Adding brood is important in beefing up weak colonies because the brood pheromone emitted by the brood seems to improve moral. and this is very important concerning weak colonies. It will also help hold the added nurse bees, and provides for future bees.

[ April 24, 2006, 06:46 PM: Message edited by: Pcolar ]


----------



## iddee (Jun 21, 2005)

>>>>The best way to beef up colonies is to add a frame of brood with adhering bees and shake a frame of bees<<<<

Joe, I will side with you on all but this... To me the best and easiest way to beef up a weak colony is just to switch places with them when most foragers are out. The field bees will return to their homesite, not their home hive. This will give the weak hive more imediate foraging help. If it's brood they need,rather than foragers, replace the queen.


----------



## naturebee (Dec 25, 2004)

Good advice Iddee!

Your right! It's probably not the best way, but rather a good way.

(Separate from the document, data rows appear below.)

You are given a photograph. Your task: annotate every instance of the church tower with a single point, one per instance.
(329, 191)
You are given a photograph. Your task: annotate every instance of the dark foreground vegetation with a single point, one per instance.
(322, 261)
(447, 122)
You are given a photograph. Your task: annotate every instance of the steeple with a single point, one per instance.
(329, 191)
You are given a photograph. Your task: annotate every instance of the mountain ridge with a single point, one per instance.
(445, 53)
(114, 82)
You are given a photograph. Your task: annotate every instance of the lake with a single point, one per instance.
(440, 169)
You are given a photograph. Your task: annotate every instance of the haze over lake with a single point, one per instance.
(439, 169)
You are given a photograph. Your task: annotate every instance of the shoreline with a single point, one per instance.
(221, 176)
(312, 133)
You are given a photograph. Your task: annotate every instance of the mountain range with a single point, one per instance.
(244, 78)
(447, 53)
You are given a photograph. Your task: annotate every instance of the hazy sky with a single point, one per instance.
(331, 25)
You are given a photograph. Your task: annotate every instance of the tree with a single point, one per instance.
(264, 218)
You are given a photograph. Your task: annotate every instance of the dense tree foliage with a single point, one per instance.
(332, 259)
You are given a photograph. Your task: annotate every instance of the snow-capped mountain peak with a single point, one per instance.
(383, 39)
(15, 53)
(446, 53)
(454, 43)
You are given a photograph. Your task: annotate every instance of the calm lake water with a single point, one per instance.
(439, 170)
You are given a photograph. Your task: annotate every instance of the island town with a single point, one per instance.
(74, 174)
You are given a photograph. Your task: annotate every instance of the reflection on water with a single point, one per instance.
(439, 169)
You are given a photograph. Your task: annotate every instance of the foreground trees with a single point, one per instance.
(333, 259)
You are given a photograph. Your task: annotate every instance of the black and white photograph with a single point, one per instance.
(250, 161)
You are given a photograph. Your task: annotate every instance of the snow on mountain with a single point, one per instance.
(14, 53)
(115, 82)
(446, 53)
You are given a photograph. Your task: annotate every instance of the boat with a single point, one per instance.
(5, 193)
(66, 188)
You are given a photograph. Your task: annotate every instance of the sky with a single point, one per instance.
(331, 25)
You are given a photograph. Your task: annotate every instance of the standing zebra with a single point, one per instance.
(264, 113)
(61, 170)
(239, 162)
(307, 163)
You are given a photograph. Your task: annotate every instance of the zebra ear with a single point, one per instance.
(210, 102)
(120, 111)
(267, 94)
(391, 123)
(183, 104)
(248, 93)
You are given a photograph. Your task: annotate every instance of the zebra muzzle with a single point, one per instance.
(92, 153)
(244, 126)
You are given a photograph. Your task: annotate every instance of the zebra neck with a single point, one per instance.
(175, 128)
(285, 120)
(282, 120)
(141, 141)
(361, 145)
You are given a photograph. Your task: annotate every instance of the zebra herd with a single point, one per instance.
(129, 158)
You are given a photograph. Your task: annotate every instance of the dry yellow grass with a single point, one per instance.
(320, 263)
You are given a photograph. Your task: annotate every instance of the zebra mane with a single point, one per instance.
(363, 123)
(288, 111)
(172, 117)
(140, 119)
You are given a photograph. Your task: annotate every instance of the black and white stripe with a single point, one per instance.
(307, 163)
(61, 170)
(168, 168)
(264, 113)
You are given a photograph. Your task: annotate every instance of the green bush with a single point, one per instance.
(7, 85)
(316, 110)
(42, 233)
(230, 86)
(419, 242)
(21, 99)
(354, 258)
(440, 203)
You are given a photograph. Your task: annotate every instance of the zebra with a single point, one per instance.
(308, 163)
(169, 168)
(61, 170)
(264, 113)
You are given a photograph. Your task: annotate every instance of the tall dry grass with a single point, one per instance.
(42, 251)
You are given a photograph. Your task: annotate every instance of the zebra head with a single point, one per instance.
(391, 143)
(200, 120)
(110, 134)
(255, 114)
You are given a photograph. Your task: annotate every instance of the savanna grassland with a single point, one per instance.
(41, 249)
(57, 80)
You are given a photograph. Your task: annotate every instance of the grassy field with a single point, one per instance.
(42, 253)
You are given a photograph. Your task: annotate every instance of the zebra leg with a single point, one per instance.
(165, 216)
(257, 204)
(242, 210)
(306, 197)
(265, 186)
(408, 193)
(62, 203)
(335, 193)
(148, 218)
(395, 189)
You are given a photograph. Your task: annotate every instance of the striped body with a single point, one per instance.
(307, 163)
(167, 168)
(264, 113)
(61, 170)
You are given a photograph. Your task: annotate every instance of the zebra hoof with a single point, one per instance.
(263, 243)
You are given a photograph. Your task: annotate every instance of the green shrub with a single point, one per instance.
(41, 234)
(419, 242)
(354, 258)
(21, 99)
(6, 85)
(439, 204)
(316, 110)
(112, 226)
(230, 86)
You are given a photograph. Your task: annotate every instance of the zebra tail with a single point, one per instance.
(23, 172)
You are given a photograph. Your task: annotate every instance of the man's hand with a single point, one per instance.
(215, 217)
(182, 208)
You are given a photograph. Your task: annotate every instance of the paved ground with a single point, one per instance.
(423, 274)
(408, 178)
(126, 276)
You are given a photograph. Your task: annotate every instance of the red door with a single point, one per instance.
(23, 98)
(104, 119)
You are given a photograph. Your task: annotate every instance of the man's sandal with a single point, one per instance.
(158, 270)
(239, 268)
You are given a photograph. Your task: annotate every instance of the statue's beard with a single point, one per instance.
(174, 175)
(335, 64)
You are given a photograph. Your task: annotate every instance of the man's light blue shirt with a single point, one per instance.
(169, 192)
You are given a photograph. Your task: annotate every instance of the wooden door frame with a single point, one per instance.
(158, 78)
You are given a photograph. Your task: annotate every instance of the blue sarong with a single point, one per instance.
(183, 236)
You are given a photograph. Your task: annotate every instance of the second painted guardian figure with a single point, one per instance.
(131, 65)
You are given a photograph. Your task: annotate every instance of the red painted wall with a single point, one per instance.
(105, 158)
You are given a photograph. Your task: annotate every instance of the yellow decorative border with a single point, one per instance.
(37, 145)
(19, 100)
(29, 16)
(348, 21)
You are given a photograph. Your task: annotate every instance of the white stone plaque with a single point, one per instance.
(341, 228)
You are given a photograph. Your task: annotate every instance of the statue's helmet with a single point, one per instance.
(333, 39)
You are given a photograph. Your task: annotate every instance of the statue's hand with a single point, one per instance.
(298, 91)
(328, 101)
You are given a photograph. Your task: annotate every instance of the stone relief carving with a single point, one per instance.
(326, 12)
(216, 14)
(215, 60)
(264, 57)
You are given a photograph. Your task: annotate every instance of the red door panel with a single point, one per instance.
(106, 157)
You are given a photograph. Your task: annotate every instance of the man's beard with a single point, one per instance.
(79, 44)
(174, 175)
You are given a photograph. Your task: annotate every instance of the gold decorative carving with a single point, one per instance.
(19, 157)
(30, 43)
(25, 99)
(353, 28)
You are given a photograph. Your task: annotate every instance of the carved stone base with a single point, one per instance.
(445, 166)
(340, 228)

Iddee, the intent of adding brood is not to add brood. It is to add work force for the future. This is done to strenghten a colony. If the queen is performing poorly then by all means, replace her. 

I usually opt to add brood and bees, not really that it's the "best way" to do this. But it's the best way as far as my backs concerned.









[ April 24, 2006, 07:34 PM: Message edited by: Pcolar ]


----------



## wade (Apr 1, 2006)

I appreciate the discussion on this. I should clarify what I did. One colony was just a nuc that I made when my queens arrived. One of my hives had died so I was stuck with an extra queen and no resources to get her going. A fellow beekeeper living 35 miles away helped me out by selling some black nurse bees. He shook out 7-8 frames of bees on brood into my box. I then did a newspaper combine with those bees on the bottom and my little queen nuc with her 100 bees on top. The experience of getting the hive set-up was a nightmare, I had a thread about it here on beesource. The next day I removed the newspaper and checked things and the queen was there appearing very happy with a big load of new bees. Since that time just 1 week ago that colony seems to have shrunk by probably 2 frames worth of bees, and I noticed a lot of black bees in my strong italian hive which is next to it. I knew I lost some of the new bees when I did the combine but there were way more there in the hive last week than there are now. Anyway, that's what prompted the question.